Now the time of reckoning has come. The public is calling them to
account. The word "tycoon" has become a curse and "wealthy" has nearly
become despicable. Had our wealthy people stopped their greed in time,
they would have continued to celebrate on top of the world, or on top
of this country at least, if also with relative modesty.

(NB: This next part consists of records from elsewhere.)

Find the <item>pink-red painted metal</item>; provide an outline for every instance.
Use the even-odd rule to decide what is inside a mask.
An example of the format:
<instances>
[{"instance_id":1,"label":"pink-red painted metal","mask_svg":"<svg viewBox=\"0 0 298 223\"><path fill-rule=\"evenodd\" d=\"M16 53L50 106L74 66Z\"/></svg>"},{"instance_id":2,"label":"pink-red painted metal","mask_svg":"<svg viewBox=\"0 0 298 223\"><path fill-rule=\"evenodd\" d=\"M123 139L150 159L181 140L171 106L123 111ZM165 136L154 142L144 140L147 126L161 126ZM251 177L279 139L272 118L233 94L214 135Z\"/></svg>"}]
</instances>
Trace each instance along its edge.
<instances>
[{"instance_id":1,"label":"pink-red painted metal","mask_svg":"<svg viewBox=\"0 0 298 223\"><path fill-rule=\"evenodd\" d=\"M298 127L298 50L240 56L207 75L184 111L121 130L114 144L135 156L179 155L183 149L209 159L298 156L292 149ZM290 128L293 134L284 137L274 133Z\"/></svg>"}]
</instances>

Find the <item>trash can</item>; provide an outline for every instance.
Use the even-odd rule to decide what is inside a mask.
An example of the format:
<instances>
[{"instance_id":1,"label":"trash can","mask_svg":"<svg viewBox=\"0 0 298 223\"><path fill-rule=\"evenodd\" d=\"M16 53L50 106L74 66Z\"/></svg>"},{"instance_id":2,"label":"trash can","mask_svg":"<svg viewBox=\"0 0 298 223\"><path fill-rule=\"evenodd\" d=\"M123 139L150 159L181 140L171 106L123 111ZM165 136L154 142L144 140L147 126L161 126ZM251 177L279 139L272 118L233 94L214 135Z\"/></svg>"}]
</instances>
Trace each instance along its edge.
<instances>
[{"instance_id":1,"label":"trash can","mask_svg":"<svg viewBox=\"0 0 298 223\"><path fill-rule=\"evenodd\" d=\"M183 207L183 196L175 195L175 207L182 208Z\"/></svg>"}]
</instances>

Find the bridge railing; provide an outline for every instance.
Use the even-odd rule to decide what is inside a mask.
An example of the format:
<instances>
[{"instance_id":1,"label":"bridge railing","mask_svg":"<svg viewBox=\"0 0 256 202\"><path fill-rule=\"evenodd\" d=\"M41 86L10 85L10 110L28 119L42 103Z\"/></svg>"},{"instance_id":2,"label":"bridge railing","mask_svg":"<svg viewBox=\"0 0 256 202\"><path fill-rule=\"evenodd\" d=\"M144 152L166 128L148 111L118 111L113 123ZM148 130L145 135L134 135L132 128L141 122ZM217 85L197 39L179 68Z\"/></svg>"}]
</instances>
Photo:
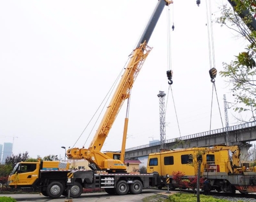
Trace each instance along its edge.
<instances>
[{"instance_id":1,"label":"bridge railing","mask_svg":"<svg viewBox=\"0 0 256 202\"><path fill-rule=\"evenodd\" d=\"M256 121L253 121L252 122L248 122L248 123L245 123L240 124L240 125L237 125L236 126L230 126L228 127L228 131L236 131L237 130L243 129L245 129L246 128L250 128L250 127L252 127L256 126ZM212 131L206 131L205 132L202 132L202 133L197 133L197 134L193 134L193 135L188 135L183 136L182 137L167 139L165 141L165 143L172 143L172 142L176 142L177 140L178 140L178 141L179 140L186 140L187 139L191 139L191 138L203 137L203 136L210 135L214 135L214 134L220 134L220 133L226 132L226 130L225 128L213 130ZM160 145L160 143L161 143L161 141L159 141L159 142L157 142L151 143L150 144L145 144L144 145L138 146L137 147L132 147L132 148L129 148L128 149L125 149L125 151L128 152L130 151L136 150L138 149L144 149L145 148L153 147L154 146L158 146L158 145Z\"/></svg>"}]
</instances>

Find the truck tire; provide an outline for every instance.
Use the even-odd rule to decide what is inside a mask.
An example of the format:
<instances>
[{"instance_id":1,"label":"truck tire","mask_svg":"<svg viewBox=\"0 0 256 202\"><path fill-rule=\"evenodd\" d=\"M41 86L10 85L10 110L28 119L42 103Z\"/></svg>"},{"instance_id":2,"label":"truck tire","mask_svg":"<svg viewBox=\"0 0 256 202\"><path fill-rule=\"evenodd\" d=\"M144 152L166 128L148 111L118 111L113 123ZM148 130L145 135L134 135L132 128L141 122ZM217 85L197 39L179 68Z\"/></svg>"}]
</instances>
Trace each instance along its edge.
<instances>
[{"instance_id":1,"label":"truck tire","mask_svg":"<svg viewBox=\"0 0 256 202\"><path fill-rule=\"evenodd\" d=\"M58 181L51 182L46 188L46 194L52 199L57 199L61 196L64 191L63 184Z\"/></svg>"},{"instance_id":2,"label":"truck tire","mask_svg":"<svg viewBox=\"0 0 256 202\"><path fill-rule=\"evenodd\" d=\"M46 193L46 190L43 190L42 189L41 189L41 193L42 194L43 196L44 196L45 197L48 197L48 194Z\"/></svg>"},{"instance_id":3,"label":"truck tire","mask_svg":"<svg viewBox=\"0 0 256 202\"><path fill-rule=\"evenodd\" d=\"M115 193L118 195L125 195L129 191L129 186L124 180L120 180L116 183Z\"/></svg>"},{"instance_id":4,"label":"truck tire","mask_svg":"<svg viewBox=\"0 0 256 202\"><path fill-rule=\"evenodd\" d=\"M70 197L78 198L82 194L83 187L80 183L74 182L74 184L70 188Z\"/></svg>"},{"instance_id":5,"label":"truck tire","mask_svg":"<svg viewBox=\"0 0 256 202\"><path fill-rule=\"evenodd\" d=\"M134 181L134 183L130 185L130 191L132 194L139 194L142 193L143 185L142 182L136 179Z\"/></svg>"},{"instance_id":6,"label":"truck tire","mask_svg":"<svg viewBox=\"0 0 256 202\"><path fill-rule=\"evenodd\" d=\"M115 194L115 190L114 188L105 188L105 192L110 195L114 195Z\"/></svg>"},{"instance_id":7,"label":"truck tire","mask_svg":"<svg viewBox=\"0 0 256 202\"><path fill-rule=\"evenodd\" d=\"M67 190L64 190L63 193L62 193L62 196L64 196L64 197L67 197L68 195L68 192Z\"/></svg>"}]
</instances>

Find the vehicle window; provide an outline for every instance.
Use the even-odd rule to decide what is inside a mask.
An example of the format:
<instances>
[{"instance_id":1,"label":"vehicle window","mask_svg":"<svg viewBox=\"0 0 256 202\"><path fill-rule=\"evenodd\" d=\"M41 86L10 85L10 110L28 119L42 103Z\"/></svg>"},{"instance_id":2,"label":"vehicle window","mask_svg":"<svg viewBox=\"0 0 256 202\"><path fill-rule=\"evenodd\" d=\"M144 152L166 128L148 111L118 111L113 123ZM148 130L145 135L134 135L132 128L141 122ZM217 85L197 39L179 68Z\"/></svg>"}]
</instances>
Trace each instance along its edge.
<instances>
[{"instance_id":1,"label":"vehicle window","mask_svg":"<svg viewBox=\"0 0 256 202\"><path fill-rule=\"evenodd\" d=\"M214 163L215 161L215 158L214 154L207 154L206 155L206 162Z\"/></svg>"},{"instance_id":2,"label":"vehicle window","mask_svg":"<svg viewBox=\"0 0 256 202\"><path fill-rule=\"evenodd\" d=\"M20 172L28 172L34 171L37 168L36 164L23 164L20 165Z\"/></svg>"},{"instance_id":3,"label":"vehicle window","mask_svg":"<svg viewBox=\"0 0 256 202\"><path fill-rule=\"evenodd\" d=\"M153 159L149 159L149 163L148 163L149 166L157 166L158 160L157 158L154 158Z\"/></svg>"},{"instance_id":4,"label":"vehicle window","mask_svg":"<svg viewBox=\"0 0 256 202\"><path fill-rule=\"evenodd\" d=\"M193 159L192 159L191 156L191 154L182 155L182 164L187 164L192 163Z\"/></svg>"},{"instance_id":5,"label":"vehicle window","mask_svg":"<svg viewBox=\"0 0 256 202\"><path fill-rule=\"evenodd\" d=\"M120 155L120 154L114 154L113 156L113 159L115 160L120 160L120 159L121 158L121 156Z\"/></svg>"},{"instance_id":6,"label":"vehicle window","mask_svg":"<svg viewBox=\"0 0 256 202\"><path fill-rule=\"evenodd\" d=\"M167 156L164 158L165 165L173 165L173 156Z\"/></svg>"}]
</instances>

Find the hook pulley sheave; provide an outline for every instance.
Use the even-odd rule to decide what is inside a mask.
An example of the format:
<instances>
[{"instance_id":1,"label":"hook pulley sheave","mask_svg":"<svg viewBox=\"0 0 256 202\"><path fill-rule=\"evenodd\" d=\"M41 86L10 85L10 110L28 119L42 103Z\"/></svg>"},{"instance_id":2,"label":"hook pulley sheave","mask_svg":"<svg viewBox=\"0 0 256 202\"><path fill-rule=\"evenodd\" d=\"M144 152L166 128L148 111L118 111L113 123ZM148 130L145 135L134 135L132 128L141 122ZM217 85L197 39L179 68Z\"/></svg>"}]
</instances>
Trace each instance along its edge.
<instances>
[{"instance_id":1,"label":"hook pulley sheave","mask_svg":"<svg viewBox=\"0 0 256 202\"><path fill-rule=\"evenodd\" d=\"M167 78L169 80L168 83L170 85L172 85L173 83L173 80L172 80L173 78L173 70L168 70L166 71L166 74L167 75Z\"/></svg>"},{"instance_id":2,"label":"hook pulley sheave","mask_svg":"<svg viewBox=\"0 0 256 202\"><path fill-rule=\"evenodd\" d=\"M215 82L215 78L216 78L216 76L217 75L217 69L214 67L212 68L209 70L209 73L210 74L210 77L211 77L211 82L214 83Z\"/></svg>"}]
</instances>

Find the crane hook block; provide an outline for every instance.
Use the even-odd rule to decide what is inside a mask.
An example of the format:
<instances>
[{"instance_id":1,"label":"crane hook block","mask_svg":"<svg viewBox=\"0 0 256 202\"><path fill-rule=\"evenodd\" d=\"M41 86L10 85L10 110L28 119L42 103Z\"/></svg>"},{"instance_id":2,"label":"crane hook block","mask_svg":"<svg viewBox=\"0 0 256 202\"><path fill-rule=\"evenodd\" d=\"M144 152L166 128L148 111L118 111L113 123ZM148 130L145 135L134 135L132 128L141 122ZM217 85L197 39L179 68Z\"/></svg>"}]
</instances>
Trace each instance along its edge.
<instances>
[{"instance_id":1,"label":"crane hook block","mask_svg":"<svg viewBox=\"0 0 256 202\"><path fill-rule=\"evenodd\" d=\"M167 75L167 78L169 80L168 83L170 85L172 85L173 83L172 79L173 78L173 70L168 70L166 71L166 74Z\"/></svg>"},{"instance_id":2,"label":"crane hook block","mask_svg":"<svg viewBox=\"0 0 256 202\"><path fill-rule=\"evenodd\" d=\"M216 76L217 75L217 69L215 68L212 68L209 70L209 73L210 74L210 77L211 77L211 81L212 83L214 83L215 82L215 78L216 78Z\"/></svg>"}]
</instances>

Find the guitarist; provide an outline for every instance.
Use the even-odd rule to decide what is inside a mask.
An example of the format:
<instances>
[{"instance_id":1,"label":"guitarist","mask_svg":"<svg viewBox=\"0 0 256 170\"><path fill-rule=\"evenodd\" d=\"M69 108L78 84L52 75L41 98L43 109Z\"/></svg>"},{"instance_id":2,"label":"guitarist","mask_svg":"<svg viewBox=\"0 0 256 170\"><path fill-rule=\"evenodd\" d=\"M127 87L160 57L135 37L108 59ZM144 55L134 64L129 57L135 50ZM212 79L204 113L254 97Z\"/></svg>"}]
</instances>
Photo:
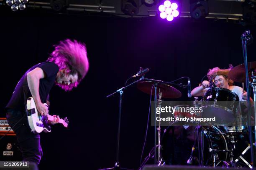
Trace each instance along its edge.
<instances>
[{"instance_id":1,"label":"guitarist","mask_svg":"<svg viewBox=\"0 0 256 170\"><path fill-rule=\"evenodd\" d=\"M89 69L85 45L76 40L67 39L54 45L55 49L46 62L30 68L16 85L5 108L8 123L16 134L22 152L23 160L29 161L30 167L38 169L42 155L38 133L33 133L29 128L26 106L27 99L33 97L41 115L46 115L49 103L49 94L54 84L64 90L76 87ZM52 124L58 122L54 115Z\"/></svg>"}]
</instances>

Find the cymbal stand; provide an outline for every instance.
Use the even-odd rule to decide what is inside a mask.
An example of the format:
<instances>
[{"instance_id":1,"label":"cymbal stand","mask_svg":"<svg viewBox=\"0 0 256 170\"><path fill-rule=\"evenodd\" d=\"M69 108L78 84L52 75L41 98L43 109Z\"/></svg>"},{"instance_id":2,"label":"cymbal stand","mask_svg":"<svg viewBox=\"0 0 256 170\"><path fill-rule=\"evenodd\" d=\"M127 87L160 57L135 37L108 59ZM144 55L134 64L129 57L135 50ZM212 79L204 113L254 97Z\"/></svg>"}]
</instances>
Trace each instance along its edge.
<instances>
[{"instance_id":1,"label":"cymbal stand","mask_svg":"<svg viewBox=\"0 0 256 170\"><path fill-rule=\"evenodd\" d=\"M160 91L161 89L159 88L159 93L158 94L158 107L159 108L161 108L161 104L162 104L162 100L161 100L161 98L162 98L162 92L161 92ZM159 114L159 117L161 117L161 113ZM161 128L160 128L160 121L159 121L158 122L158 128L157 129L157 131L158 131L158 164L159 165L159 164L161 164L161 158L160 158L160 150L161 149L161 145L160 143L160 140L161 140L161 138L160 138L160 134L161 134Z\"/></svg>"},{"instance_id":2,"label":"cymbal stand","mask_svg":"<svg viewBox=\"0 0 256 170\"><path fill-rule=\"evenodd\" d=\"M248 66L247 62L247 52L246 50L246 47L247 44L251 44L253 41L253 38L251 34L250 34L250 31L247 30L245 31L241 36L241 40L242 40L242 45L243 48L243 60L244 62L244 66L246 71L246 91L247 92L247 108L248 108L248 130L249 131L249 138L250 139L250 145L253 146L253 140L254 140L254 142L256 141L256 133L255 133L254 138L253 138L253 133L251 130L251 103L250 102L251 89L249 87L249 80L248 71ZM254 95L254 103L256 100L256 95ZM254 108L255 105L254 105ZM254 109L254 110L255 110ZM256 112L254 112L254 118L256 118ZM255 126L255 122L254 122L254 130L256 129L256 126ZM256 165L256 162L255 158L256 156L256 149L253 148L255 147L251 147L251 164L253 165L253 166Z\"/></svg>"}]
</instances>

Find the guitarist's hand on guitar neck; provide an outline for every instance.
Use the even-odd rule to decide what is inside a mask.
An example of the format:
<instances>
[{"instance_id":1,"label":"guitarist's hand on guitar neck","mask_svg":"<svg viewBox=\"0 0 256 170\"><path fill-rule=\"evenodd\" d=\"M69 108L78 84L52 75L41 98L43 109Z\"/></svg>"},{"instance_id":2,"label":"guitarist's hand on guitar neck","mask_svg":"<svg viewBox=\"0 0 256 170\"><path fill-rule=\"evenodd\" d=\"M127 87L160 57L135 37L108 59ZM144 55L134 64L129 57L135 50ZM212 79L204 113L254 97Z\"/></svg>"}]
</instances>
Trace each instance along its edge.
<instances>
[{"instance_id":1,"label":"guitarist's hand on guitar neck","mask_svg":"<svg viewBox=\"0 0 256 170\"><path fill-rule=\"evenodd\" d=\"M51 123L51 125L54 125L56 123L58 123L59 121L59 116L54 115L53 116L54 117L54 120L52 121L49 121L50 123Z\"/></svg>"},{"instance_id":2,"label":"guitarist's hand on guitar neck","mask_svg":"<svg viewBox=\"0 0 256 170\"><path fill-rule=\"evenodd\" d=\"M48 113L48 107L41 102L36 103L36 108L42 116L46 116Z\"/></svg>"}]
</instances>

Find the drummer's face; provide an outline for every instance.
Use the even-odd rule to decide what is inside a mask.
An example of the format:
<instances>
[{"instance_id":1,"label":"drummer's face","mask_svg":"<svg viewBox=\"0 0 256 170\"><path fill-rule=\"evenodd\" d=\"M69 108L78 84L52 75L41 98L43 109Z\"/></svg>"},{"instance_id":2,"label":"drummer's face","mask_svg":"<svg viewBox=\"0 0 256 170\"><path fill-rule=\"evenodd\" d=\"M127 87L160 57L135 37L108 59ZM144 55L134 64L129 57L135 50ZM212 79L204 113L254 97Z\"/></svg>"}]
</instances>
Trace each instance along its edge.
<instances>
[{"instance_id":1,"label":"drummer's face","mask_svg":"<svg viewBox=\"0 0 256 170\"><path fill-rule=\"evenodd\" d=\"M228 81L223 77L223 75L217 75L214 79L214 82L217 87L222 88L228 88Z\"/></svg>"}]
</instances>

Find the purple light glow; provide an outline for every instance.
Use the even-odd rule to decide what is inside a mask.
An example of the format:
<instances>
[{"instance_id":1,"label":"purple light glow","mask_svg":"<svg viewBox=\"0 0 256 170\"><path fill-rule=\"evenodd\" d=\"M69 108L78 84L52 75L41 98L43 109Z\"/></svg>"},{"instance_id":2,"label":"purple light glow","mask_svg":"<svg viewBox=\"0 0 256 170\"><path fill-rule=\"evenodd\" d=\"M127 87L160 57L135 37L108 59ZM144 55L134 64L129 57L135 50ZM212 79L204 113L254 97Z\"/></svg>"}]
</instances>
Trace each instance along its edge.
<instances>
[{"instance_id":1,"label":"purple light glow","mask_svg":"<svg viewBox=\"0 0 256 170\"><path fill-rule=\"evenodd\" d=\"M165 12L162 12L160 13L160 17L162 19L166 18L166 16L167 16L167 14Z\"/></svg>"},{"instance_id":2,"label":"purple light glow","mask_svg":"<svg viewBox=\"0 0 256 170\"><path fill-rule=\"evenodd\" d=\"M165 12L167 14L171 14L172 12L172 9L170 8L167 8L165 10Z\"/></svg>"},{"instance_id":3,"label":"purple light glow","mask_svg":"<svg viewBox=\"0 0 256 170\"><path fill-rule=\"evenodd\" d=\"M172 14L167 15L166 17L166 19L168 21L172 21L173 20L173 16Z\"/></svg>"},{"instance_id":4,"label":"purple light glow","mask_svg":"<svg viewBox=\"0 0 256 170\"><path fill-rule=\"evenodd\" d=\"M177 10L174 10L172 11L172 15L173 15L174 17L177 17L179 16L179 12Z\"/></svg>"},{"instance_id":5,"label":"purple light glow","mask_svg":"<svg viewBox=\"0 0 256 170\"><path fill-rule=\"evenodd\" d=\"M170 2L170 1L168 0L166 0L164 2L164 5L166 8L170 7L170 6L171 6L171 2Z\"/></svg>"},{"instance_id":6,"label":"purple light glow","mask_svg":"<svg viewBox=\"0 0 256 170\"><path fill-rule=\"evenodd\" d=\"M178 8L178 5L176 3L172 3L171 5L171 8L172 10L176 10Z\"/></svg>"},{"instance_id":7,"label":"purple light glow","mask_svg":"<svg viewBox=\"0 0 256 170\"><path fill-rule=\"evenodd\" d=\"M158 8L158 10L160 12L164 12L165 10L165 7L163 5L161 5Z\"/></svg>"}]
</instances>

The public's attitude to these two kinds of swinishness is remarkably
similar. At first society bowed down to its wealthy, in the same way
it bowed down to its settlers in the territories, its "new pioneers."
It looked away and hid its face both from the way the tycoons were
making their money and the way the settlers were putting down their
stakes. The state treated them that way too; it encouraged both
groups. To the wealthy and the settlers it offered everything good -
incentives and protection, grants and loans. It sold natural resources
and companies to the tycoons at bargain prices and gave the lands of
the occupation to the settlers for free.

The state was protective of both these groups. It still is, with a
committee for the tycoons and the continuation of its pro-settler
policies.

The tycoons have woken up to the new reality. In the summer of 2011
it's not so pleasant to be Yitzhak Tshuva, Nochi Dankner, Ilan Ben-Dov
or Idan Ofer. They're beginning to pay the price for their behavior -
their capitalism has been defined as swinish. This isn't the case
regarding the new Zionism, the Zionism of occupation and settlement in
the territories. To call it swinish is still considered heretical. But
when the time for the reckoning comes we'll ask: Why didn't we stop
this swinishness in time?

=======
Gideon Levy is a Haaretz columnist and a member of the newspaper's
editorial board.

Levy joined Haaretz in 1982, and spent four years as the newspaper's
deputy editor. He is the author of the weekly Twilight Zone feature,
which covers the Israeli occupation in the West Bank and Gaza over the
last 25 years, as well as the writer of political editorials for the
newspaper.

Levy was the recipient of the Euro-Med Journalist Prize for 2008; the
Leipzig Freedom Prize in 2001; the Israeli Journalists' Union Prize in
1997; and The Association of Human Rights in Israel Award for 1996.

His new book, The Punishment of Gaza, has just been published by Verso
Publishing House in London and New York.